The answer is:  HAIR SHAFT ABNORMALITIS WITH INCREASED FRAGILITY


In the last few years, more and more articles have underlined the value of trichoscopy in the diagnosis of alopecia due to hair shaft abnormalities with hair fragility. In these cases, trichoscopy provides an immediate diagnosis and avoids a biopsy for histopathological study.


Trichoscopy in Hair Shaft Disorders, by Rudnicka L, Olszewska M, Waśkiel A, Rakowska A. (Dermatol Clin. 2018)  https://pubmed.ncbi.nlm.nih.gov/30201151/
 

The normal scalp hair shaft is uniform in color and thickness throughout its length. Dark hair shafts are usually better visualized on trichoscopy compared to light-colored hairs. Hair shaft diameter varies from thin to normally thick. Terminal hairs are more than 55 µm wide, but there is variability in thickness among different populations as well as in a single person. Terminal hairs represent about 90% of normal human scalp hairs, the remaining 10% being normally represented by vellus hairs, defined as hypopigmented, nonmedullated hairs less than 30 µm thick and less than 2-3 mm long (Fig.1). 

Dr Bianca Maria Piraccini

Fig. 1 Trichoscopy of a normal scalp in the vertex area. Groups of 2-3 terminal hair shafts of regular thickness and shape emerge from the ostia. Note the presence of few intermediate and vellus hair which are a normal finding.

The length, shape and diameter of the hair shaft is modified in the different types of hair loss and the recognition of these morphological changes is often a clue for diagnosis. 

This is particularly true in genetic hair shaft disorders, where trichoscopy has substituted hair shaft microscopy and histopathology (Dermatoscopy of hair shaft disorders, by Miteva M, Tosti A. (J Am Acad Dermatol. 2013)https://pubmed.ncbi.nlm.nih.gov/22940404/. 

GENETIC HAIR SHAFT ABNORMALITIS WITH INCREASED FRAGILITY

Genetic abnormalities of the hair shaft usually involve scalp hair, but sometimes may involve other terminal hair, seldom all body hair. They are usually evident already at birth or after a few months.

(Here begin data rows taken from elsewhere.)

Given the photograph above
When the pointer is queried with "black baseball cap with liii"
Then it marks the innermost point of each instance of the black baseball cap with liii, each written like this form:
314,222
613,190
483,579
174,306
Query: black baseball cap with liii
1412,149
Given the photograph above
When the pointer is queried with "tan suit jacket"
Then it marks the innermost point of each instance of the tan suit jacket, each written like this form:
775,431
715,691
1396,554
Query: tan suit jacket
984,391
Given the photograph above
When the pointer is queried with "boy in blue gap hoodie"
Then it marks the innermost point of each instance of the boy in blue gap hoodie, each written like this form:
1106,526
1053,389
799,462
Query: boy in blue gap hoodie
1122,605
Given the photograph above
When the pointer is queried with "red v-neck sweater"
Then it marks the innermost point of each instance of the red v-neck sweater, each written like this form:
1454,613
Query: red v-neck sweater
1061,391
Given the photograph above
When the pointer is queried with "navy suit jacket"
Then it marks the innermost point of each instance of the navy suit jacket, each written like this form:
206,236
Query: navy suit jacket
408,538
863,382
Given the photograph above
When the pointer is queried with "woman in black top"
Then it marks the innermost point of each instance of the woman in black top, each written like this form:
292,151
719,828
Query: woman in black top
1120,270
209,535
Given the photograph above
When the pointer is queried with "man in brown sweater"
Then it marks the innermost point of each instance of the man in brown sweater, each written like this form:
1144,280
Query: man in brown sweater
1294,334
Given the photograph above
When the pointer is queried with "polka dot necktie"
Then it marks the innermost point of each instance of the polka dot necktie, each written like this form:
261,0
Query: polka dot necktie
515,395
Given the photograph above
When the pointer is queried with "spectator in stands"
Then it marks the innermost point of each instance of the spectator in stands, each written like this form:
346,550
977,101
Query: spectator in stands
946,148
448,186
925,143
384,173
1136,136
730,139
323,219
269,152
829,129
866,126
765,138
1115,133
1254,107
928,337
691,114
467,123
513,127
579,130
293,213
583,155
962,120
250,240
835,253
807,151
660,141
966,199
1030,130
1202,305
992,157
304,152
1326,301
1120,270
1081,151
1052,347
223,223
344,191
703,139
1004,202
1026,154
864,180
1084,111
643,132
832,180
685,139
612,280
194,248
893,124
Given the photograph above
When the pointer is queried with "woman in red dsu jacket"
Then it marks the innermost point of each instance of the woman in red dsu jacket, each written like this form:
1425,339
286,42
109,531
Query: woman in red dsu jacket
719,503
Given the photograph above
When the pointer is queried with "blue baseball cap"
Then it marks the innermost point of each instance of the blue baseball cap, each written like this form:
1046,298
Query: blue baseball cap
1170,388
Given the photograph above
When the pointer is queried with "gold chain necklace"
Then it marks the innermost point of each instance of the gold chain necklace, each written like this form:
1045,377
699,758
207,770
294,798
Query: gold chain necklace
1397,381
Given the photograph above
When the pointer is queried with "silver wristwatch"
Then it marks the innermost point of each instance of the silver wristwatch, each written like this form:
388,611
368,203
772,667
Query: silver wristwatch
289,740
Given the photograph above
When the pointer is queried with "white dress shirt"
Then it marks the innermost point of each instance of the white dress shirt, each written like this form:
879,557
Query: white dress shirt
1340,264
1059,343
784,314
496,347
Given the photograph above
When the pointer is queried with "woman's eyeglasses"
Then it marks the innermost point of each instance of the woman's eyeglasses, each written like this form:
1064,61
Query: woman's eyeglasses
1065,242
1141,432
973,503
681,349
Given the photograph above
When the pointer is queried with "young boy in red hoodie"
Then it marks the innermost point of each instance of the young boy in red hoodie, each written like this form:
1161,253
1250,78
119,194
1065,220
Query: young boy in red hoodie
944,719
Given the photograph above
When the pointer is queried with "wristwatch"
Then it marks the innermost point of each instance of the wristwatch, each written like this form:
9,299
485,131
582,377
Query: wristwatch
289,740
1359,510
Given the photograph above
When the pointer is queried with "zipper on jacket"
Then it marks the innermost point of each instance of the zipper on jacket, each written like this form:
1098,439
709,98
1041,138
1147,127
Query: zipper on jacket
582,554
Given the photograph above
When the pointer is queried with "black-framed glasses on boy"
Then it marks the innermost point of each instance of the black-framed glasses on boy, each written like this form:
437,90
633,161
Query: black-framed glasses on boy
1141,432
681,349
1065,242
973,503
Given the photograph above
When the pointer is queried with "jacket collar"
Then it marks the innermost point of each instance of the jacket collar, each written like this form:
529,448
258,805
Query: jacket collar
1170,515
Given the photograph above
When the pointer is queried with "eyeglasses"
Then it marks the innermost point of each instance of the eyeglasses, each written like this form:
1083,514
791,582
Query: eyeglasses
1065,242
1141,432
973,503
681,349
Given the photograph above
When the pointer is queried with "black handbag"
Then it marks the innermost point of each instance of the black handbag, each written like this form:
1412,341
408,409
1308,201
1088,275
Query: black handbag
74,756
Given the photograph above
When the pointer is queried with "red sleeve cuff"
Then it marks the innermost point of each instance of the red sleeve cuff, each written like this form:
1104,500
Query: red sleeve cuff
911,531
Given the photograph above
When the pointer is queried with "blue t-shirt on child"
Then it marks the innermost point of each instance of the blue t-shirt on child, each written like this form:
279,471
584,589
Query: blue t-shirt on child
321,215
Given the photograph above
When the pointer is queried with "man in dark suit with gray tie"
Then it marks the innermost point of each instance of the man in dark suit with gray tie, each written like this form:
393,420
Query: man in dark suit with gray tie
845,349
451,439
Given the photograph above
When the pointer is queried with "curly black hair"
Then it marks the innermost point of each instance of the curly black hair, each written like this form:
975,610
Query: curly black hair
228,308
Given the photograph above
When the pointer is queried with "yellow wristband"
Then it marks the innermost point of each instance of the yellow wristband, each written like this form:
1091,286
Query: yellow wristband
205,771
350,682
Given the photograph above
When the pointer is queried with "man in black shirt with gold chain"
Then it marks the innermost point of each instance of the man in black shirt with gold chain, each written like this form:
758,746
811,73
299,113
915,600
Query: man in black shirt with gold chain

They can be classified into 2 groups:

1. abnormalities of the hair shaft associated with increased fragility. Increased fragility determines shaft fractures, with subsequent alopecia of variable degree (moniletrix, congenital trichorrexis nodosa, trichorrhexis invaginata, pili torti, trichothiodystrophy);
2. abnormalities of the hair shaft not associated with increased fragility. In these conditions hair has a normal length, but an abnormal appearance. In some cases, hair abnormalities are scarcely noticeable and do not cause cosmetic problem.

Two congenital abnormalities of the hair shaft associated with increased fragility can be seen during routine dermatological visit and can be easily diagnosed by a manual dermatoscope, due to the unique and characteristic aspect of the hair shafts: monilethrix and trichorrexis invaginata. 

Monilethrix

Monilethrix is a rare hereditary condition characterized by fragile hair with typical beaded appearance, like the beads of a necklace. The name monilethrix derives from the Latin word for necklace (monile) and the Greek word for hair (thrix).

The condition is transmitted as an autosomal dominant trait with incomplete penetrance and variable expressiveness. Several families have shown mutation of genes which encode hard keratins KRT81, KRT83 and KRT86, which are primarily expressed in cortical trichocytes. Shaft abnormalities in fact are the consequence of a structural defect of cortical cells that lead to the presence of periodic narrowing of hair shaftalternated with elliptical nodes. The regular alternation (0.7-1 mm) of nodes and narrowing resembles a pearl necklace (Fig.2). Microscopy highlights the absence of the medulla in the internodes: the latter are therefore the abnormal portions as well as those where the shaft breaks.